Well. I thought the virus was only going to be a short thing at first. I wasn't worried about it at all. I was in the middle of my Asia tour, just finished India, Myanmar, Singapore, and Bangkok and Vietnam and was about to do Seoul in South Korea. I had a 3-month tour, the album tour canceled. First the march gigs, then April and then the May, and rest of the summer. At first, I was really sad as the loss was big but at the same time, there were people getting sick and losing their lives. All of a sudden I got really creative and started finishing a lot of projects and had the change to work in some recordings that I haven't had ti e to work with as a lot of time and energy goes into the travel process. So that was a great thing. In April I was supposed to return to Colombia for a full tour schedule but that will be postponed until later. I am just enjoying the pause time at the moment until things get busy again and to be honest, I am enjoying it a lot to be relaxed and not having any worry about anything. I am at Phu Quoc Island in the south of Vietnam. A paradise island with white sand beaches and clear sea.

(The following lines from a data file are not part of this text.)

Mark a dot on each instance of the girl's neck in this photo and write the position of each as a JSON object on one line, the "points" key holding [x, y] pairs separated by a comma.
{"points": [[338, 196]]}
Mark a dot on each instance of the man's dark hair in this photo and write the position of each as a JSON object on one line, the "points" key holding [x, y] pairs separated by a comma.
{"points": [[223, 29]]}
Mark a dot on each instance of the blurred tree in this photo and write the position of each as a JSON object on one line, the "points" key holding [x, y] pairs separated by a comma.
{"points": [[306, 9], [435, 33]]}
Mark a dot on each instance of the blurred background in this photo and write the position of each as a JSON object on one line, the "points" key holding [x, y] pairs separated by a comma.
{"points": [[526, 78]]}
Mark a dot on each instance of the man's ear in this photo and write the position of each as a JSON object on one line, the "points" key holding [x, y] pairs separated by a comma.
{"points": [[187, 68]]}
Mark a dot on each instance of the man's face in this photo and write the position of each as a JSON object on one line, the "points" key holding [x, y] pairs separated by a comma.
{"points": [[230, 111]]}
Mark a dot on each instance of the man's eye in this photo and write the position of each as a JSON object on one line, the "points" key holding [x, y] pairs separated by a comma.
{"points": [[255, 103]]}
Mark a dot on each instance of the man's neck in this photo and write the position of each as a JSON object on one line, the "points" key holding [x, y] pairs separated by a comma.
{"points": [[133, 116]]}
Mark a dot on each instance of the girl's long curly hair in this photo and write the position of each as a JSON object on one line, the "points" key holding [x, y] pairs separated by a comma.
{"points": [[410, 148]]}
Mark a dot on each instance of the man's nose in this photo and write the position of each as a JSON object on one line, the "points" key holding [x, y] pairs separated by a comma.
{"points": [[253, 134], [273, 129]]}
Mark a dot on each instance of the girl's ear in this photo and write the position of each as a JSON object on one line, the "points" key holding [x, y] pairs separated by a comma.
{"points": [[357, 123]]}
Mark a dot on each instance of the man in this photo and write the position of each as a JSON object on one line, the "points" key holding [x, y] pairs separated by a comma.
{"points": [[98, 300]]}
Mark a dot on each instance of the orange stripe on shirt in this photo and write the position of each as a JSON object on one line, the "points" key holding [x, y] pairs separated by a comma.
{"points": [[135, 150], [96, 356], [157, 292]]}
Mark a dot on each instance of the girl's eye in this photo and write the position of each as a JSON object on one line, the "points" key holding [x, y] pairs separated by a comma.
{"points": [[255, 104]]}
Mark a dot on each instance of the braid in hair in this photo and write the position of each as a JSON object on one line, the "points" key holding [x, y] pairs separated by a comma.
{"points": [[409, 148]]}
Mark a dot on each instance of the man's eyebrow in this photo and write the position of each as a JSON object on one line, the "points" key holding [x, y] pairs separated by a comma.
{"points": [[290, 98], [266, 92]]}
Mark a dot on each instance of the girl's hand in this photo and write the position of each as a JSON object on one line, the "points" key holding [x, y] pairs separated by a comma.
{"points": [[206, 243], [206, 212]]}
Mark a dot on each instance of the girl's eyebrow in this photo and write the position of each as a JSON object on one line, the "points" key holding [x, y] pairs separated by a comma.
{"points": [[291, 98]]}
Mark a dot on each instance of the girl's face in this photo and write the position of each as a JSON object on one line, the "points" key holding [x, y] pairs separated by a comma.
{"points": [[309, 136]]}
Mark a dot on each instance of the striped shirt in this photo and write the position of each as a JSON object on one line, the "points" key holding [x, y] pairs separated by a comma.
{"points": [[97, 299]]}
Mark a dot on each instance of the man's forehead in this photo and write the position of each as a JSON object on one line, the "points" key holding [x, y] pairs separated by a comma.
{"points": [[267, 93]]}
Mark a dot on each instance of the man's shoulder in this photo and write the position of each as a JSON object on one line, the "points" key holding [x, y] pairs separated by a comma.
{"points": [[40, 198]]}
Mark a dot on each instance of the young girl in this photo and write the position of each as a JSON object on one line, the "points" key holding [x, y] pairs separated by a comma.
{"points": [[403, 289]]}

Next up on Planet X is the one and only Gotshell from Colombia with remixes from Takaaki Itoh and Setaoc Mass and then its an EP by myself with a Bjarki remix. On the X/OZ label, I have the best tracks of the deep dub legend OHM. Happy he gave me his very best tracks to use for the label. And the next release after that is a remix double pack of my most well know EP "Q-Box" from the past.
What is the first thing you wanna do when you come back to Iceland?
I will hug my mother and my sisters. And take my mother's dog out for a great run in the local city park. Then drive to the national park of Iceland. My favorite place called Þingvellir, the best place to get the Icelandic energy. As they say in Wikipedia: "The park lies in a rift valley that marks the crest of the Mid-Atlantic Ridge and the boundary between the North American and Eurasian tectonic plates. To its south lies Þingvallavatn, the largest natural lake in Iceland." And then I might take a bath in the snow. Even though it's summer.